Par ailleurs, conséquence de la forte attractivité touristique de Saint-Rémy, plusieurs centaines de meublés ont été placés ces dernières années sur le marché de la location saisonnière de type Airbnb, plus rentable pour les propriétaires que la location longue durée.

Habitat vétuste

En parallèle, une partie de l’offre de logements dans le parc locatif privé est constituée de logements anciens, vétustes voire dégradés car n’ayant pas toujours fait l’objet de réhabilitations au fil des années et de l’évolution des règlementations.
Les occupants, à juste titre, souhaitent les quitter, frappés par la coûteuse précarité énergétique ou encore en raison des problèmes de sécurité ou de santé qui en découlent.

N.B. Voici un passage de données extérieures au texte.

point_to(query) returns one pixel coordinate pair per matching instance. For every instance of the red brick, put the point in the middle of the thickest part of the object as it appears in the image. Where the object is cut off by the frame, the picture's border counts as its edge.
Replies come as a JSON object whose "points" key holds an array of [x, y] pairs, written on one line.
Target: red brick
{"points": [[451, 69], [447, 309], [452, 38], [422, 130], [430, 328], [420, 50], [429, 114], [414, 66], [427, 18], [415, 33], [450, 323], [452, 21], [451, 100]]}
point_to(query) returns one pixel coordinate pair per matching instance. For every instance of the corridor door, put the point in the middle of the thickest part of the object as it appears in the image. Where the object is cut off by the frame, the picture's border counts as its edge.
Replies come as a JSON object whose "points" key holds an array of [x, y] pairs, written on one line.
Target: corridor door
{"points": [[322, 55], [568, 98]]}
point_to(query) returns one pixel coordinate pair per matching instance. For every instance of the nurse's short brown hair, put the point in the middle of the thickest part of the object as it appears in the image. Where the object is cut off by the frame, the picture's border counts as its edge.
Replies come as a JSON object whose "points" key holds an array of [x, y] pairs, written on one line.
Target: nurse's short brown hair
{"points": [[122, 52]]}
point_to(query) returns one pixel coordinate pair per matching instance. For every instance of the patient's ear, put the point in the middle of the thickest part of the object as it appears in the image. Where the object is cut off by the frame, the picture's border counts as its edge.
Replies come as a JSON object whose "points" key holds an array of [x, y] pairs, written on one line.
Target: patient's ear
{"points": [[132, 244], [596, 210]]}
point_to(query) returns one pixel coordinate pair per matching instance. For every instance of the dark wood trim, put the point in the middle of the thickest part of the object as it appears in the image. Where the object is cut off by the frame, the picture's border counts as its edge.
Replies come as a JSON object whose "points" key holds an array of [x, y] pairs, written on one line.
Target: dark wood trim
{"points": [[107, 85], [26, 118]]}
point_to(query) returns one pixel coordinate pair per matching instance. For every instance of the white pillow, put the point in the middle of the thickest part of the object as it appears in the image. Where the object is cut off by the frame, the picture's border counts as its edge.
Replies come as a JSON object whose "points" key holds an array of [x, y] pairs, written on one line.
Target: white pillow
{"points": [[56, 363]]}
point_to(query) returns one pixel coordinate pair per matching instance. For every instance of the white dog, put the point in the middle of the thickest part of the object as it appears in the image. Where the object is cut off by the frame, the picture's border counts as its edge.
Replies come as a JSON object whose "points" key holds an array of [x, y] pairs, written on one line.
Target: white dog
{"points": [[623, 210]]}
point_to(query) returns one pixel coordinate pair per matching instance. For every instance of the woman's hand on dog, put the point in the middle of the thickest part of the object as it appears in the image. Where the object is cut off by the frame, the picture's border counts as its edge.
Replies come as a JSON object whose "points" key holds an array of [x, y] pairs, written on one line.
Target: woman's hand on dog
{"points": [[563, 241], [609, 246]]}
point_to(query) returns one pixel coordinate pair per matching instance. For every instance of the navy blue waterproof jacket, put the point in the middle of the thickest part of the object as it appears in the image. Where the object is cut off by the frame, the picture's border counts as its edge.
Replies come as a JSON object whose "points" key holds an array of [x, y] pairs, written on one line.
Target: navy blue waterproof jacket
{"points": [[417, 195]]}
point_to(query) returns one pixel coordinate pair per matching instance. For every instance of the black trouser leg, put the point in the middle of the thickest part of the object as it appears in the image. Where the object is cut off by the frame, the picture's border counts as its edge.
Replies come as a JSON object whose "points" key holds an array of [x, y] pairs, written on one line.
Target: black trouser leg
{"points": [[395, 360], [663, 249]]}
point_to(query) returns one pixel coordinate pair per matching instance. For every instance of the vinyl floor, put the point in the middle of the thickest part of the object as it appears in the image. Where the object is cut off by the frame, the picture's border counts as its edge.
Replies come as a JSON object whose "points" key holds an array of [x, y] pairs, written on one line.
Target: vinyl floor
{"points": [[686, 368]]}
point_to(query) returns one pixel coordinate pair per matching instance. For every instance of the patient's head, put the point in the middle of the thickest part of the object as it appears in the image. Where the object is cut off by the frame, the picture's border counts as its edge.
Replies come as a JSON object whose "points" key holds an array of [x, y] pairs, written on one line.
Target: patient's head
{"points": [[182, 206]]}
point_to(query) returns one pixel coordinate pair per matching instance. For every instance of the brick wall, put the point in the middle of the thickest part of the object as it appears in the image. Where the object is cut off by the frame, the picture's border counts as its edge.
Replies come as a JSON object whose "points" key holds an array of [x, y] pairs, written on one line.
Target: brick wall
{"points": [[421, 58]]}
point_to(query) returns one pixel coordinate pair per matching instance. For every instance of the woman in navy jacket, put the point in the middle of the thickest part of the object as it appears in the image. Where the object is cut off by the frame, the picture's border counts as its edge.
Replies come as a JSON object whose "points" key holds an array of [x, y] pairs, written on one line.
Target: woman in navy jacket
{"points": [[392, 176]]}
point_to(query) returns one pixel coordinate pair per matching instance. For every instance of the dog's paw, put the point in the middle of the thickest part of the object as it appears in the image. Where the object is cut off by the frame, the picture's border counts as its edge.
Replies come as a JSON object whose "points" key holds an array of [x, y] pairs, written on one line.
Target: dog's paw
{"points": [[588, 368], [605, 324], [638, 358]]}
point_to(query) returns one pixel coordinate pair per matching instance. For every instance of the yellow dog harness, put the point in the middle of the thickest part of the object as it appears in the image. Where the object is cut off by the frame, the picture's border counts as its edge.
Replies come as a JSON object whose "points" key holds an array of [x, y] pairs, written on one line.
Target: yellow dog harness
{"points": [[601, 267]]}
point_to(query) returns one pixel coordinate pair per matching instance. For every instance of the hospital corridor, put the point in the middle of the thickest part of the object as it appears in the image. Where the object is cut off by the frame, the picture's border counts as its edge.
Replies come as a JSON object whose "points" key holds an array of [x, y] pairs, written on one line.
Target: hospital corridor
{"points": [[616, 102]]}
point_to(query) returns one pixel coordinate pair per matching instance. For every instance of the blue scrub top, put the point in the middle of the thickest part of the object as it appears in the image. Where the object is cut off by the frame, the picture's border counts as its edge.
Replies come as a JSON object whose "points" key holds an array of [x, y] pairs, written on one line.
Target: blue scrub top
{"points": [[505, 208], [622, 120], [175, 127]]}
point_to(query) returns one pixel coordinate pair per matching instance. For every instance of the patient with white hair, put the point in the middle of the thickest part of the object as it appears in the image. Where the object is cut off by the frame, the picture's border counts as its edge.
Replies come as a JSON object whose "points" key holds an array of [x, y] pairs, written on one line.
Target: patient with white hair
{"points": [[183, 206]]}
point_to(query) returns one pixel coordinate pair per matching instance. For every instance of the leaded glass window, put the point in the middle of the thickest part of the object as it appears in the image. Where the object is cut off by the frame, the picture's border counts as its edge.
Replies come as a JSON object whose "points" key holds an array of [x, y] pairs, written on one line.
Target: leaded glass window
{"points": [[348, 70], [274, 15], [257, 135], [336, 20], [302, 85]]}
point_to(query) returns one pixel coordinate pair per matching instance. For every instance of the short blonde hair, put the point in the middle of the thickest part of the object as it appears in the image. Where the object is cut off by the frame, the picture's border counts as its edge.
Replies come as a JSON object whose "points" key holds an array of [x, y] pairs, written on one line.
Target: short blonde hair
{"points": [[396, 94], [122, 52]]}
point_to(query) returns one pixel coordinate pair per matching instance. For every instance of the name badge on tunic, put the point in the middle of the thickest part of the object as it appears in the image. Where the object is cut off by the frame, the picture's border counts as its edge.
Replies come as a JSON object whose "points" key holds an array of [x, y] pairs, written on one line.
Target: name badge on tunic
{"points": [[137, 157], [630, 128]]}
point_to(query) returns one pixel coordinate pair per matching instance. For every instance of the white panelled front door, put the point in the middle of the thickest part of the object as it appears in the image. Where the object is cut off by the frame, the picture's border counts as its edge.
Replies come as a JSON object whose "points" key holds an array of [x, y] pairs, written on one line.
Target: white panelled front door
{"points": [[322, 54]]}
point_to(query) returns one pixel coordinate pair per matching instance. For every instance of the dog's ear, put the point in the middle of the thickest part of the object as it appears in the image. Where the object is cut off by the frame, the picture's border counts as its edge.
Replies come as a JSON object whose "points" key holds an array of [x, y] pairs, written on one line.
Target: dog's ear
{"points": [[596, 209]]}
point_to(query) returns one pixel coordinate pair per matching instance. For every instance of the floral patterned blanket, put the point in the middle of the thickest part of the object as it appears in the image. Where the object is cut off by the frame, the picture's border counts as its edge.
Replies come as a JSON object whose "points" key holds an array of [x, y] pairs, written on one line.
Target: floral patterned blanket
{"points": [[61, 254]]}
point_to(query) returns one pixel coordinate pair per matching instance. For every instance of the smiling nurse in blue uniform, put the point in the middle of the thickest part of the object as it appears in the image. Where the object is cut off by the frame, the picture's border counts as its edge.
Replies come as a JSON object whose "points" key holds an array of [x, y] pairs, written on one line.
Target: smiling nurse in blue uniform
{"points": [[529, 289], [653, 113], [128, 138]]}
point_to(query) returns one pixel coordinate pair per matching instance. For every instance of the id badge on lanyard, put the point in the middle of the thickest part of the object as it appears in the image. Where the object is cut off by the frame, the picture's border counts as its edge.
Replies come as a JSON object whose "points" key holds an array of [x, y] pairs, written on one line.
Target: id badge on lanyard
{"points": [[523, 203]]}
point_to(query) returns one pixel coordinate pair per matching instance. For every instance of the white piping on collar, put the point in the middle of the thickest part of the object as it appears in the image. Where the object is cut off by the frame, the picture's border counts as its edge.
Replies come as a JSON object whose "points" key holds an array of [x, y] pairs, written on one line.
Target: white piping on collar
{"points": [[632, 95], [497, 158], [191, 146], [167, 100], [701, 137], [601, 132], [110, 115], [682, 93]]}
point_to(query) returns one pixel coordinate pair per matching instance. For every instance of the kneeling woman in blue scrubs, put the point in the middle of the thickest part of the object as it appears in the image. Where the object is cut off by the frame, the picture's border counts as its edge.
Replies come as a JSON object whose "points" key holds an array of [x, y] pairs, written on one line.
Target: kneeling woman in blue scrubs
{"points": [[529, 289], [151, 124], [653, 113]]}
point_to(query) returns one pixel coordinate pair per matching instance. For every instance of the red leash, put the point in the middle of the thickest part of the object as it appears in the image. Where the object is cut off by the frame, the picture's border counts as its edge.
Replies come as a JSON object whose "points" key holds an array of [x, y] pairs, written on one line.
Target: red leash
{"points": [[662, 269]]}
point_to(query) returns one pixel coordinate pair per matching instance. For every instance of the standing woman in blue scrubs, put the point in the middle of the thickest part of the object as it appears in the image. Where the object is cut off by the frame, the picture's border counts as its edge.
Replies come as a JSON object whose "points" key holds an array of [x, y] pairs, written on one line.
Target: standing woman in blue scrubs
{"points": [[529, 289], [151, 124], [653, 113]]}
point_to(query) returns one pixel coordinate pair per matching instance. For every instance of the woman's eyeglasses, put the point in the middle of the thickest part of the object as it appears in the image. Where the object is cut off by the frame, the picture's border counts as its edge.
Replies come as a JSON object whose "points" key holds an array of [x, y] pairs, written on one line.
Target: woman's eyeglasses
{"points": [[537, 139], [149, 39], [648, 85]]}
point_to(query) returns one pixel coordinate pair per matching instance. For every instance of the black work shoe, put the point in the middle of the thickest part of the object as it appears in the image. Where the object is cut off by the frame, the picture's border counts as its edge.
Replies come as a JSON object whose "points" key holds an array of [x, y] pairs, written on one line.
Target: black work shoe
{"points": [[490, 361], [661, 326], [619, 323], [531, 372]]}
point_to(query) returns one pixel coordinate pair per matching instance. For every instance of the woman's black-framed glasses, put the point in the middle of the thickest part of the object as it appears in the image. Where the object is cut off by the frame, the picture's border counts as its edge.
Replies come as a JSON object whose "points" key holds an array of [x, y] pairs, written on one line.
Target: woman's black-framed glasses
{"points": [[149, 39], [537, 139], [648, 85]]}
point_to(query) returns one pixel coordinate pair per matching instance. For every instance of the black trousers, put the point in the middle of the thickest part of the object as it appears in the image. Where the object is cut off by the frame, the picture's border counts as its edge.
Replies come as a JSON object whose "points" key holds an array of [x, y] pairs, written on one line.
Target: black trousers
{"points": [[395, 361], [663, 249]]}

Enfin, il y a la problématique des immeubles à l’accès commun entre le rez-de-chaussée commercial et le logement de l’étage, qui historiquement était occupé par le propriétaire du commerce. De nos jours, les locaux commerciaux sont souvent loués et les propriétaires ne résident plus sur place. Parce que c’est plus simple et que cela n’engendre pas de travaux, ces derniers préfèrent souvent proposer un bail commercial pour l’ensemble de l’immeuble, désignant ainsi le logement comme réserve. Ce phénomène crée donc une perte de logement potentiel.

Rareté du foncier

Mais alors, pour résoudre le problème, ne suffirait-il pas de créer davantage de logements ?
« C’est malheureusement plus compliqué que cela », nuance Hervé Chérubini. « Lorsque l’on isole l’une de l’autre les différentes problématiques auxquelles fait face la commune, les solutions semblent en effet assez simples. Pas assez de logements ? Il n’y a qu’à en construire ! Pas assez de places de stationnement ? Créons des parkings ! Pas assez d’emploi ? Agrandissons les zones d’activités ! »

Mais ces solutions sont peu applicables dans la vie réelle, car elles se heurtent toutes aux mêmes limites : celle du foncier disponible, qui est rare, coûteux et qu’il faut donc partager, et celle de la règlementation, toujours plus stricte. « Il y a 20, 30 ou 40 ans, on pouvait facilement convertir des zones agricoles ou naturelles en lotissements ; ça n’est plus aujourd’hui ni possible ni souhaitable, au regard des enjeux environnementaux et climatiques. »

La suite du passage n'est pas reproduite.